Your craftsmanship shows.


----------



## root69 (Jan 17, 2010)

*nice*

Nice looking floor, i did a floor similar to this a cpl years back that were 6" to 18", it was awesome as is ur's, how much were the materials on this job per ft, again nice work


----------



## TakePride (Oct 9, 2008)

root69 said:


> Nice looking floor, i did a floor similar to this a cpl years back that were 6" to 18", it was awesome as is ur's, how much were the materials on this job per ft, again nice work


The home owner had purchased most of the flooring before I started so I can't give exact prices but only what he told me. I know the 6" boards were in the $20/sf range and for the super wide boards it was between around $40/sf.


----------



## root69 (Jan 17, 2010)

*nice*

dang how many ft were there lol, i am sure ur labor wasn't peanuts either, i know mine wouldn't have been


----------



## TakePride (Oct 9, 2008)

root69 said:


> dang how many ft were there lol, i am sure ur labor wasn't peanuts either, i know mine wouldn't have been


It was a hair over 3000sf. I bid it a bit lower than I wanted to but it was still decent. If it wouldn't have taken so long I would have done much better than I did.


----------



## WarnerConstInc. (Jan 30, 2008)

I wondered if a TS-55 or 75 was involved in that.
Was this house in Indiana?


----------



## TakePride (Oct 9, 2008)

WarnerConstInc. said:


> I wondered if a TS-55 or 75 was involved in that.
> Was this house in Indiana?


You guessed it! Festool TS-55. Best purchase I ever made.


----------



## PrecisionFloors (Jan 24, 2006)

TakePride said:


> You guessed it! Festool TS-55. Best purchase I ever made.

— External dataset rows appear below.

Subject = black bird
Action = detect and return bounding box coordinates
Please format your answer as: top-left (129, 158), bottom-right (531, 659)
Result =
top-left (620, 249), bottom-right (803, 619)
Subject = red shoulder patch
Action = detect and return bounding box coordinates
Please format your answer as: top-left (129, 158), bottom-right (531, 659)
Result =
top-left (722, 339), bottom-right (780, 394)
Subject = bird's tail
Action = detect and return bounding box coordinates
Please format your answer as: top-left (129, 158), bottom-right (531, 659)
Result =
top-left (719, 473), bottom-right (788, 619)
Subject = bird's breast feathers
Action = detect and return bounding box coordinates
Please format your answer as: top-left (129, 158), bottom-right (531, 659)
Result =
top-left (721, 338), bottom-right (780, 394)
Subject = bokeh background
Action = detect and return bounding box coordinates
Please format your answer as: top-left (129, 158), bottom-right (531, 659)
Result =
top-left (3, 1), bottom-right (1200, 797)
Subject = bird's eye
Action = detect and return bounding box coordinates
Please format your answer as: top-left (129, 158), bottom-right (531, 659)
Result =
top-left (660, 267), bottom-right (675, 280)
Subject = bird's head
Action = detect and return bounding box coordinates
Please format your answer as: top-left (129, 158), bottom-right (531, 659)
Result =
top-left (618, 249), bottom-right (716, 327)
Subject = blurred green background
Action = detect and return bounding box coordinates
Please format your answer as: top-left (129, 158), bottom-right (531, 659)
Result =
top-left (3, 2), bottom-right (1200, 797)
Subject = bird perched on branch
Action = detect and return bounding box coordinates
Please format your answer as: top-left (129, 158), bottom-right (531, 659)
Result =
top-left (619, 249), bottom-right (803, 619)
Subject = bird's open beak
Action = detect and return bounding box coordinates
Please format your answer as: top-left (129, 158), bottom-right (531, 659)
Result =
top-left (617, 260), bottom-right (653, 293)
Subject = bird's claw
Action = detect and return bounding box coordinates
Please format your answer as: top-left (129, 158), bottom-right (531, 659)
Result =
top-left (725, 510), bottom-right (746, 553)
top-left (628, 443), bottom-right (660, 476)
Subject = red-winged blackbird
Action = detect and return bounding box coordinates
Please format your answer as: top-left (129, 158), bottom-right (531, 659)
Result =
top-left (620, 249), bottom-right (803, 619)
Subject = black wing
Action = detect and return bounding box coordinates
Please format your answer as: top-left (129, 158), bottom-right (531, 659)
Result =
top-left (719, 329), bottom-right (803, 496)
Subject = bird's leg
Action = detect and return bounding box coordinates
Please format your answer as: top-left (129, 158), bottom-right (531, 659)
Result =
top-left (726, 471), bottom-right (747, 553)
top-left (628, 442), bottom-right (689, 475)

:thumbsup: I love mine too. I picked up a TS-55, 1400EQ router, extra guide rail, and a CT-22 all at the same time a few years ago....best tool purchases I've ever made outside of my Supercut. 

So what was the install method? Glue & Nail?


----------



## TakePride (Oct 9, 2008)

Everything was scraped on a bench beforehand. The whole floor was glued and nailed down. When I say glued I mean complete coverage trowel spread Bostik's Best. I did everything I could to help minimize movement on such wide planks.


----------



## PrecisionFloors (Jan 24, 2006)

TakePride said:


> Everything was scraped on a bench beforehand. The whole floor was glued and nailed down. When I say glued I mean complete coverage trowel spread Bostik's Best. I did everything I could to help minimize movement on such wide planks.


Gotcha. That's what I figured. I bet that was aggravating as hell.


----------



## pinwheel (Dec 7, 2009)

TakePride said:


> Everything was scraped on a bench beforehand. The whole floor was glued and nailed down. When I say glued I mean complete coverage trowel spread Bostik's Best. I did everything I could to help minimize movement on such wide planks.



That is one good looking, time consuming floor. I don't think it would be gloating to give yourself a big pat on the back for that one.:thumbup:


I'd be interested to hear how well the bostiks holds those wide planks over time. I'm getting ready to lay some random width cypress in my own home using bostiks. 11" boards have me apprehensive.


----------



## TakePride (Oct 9, 2008)

pinwheel said:


> That is one good looking, time consuming floor. I don't think it would be gloating to give yourself a big pat on the back for that one.:thumbup:
> 
> 
> I'd be interested to hear how well the bostiks holds those wide planks over time. I'm getting ready to lay some random width cypress in my own home using bostiks. 11" boards have me apprehensive.



Bostiks is by far the best adhesive I have found. Bostiks provides the best adhesion but its ability to remain elastic is were it really shines. I did lots of testing a couple years ago with various glues. I found that even a small "quarter" size blob of bostiks will require a prybar to remove a board from the subfloor. It most cases it will stretch up to about an inche before failing. When you consider how much glue you actually put down on a floor, I would be very surprised if there is much (if any) movement.


----------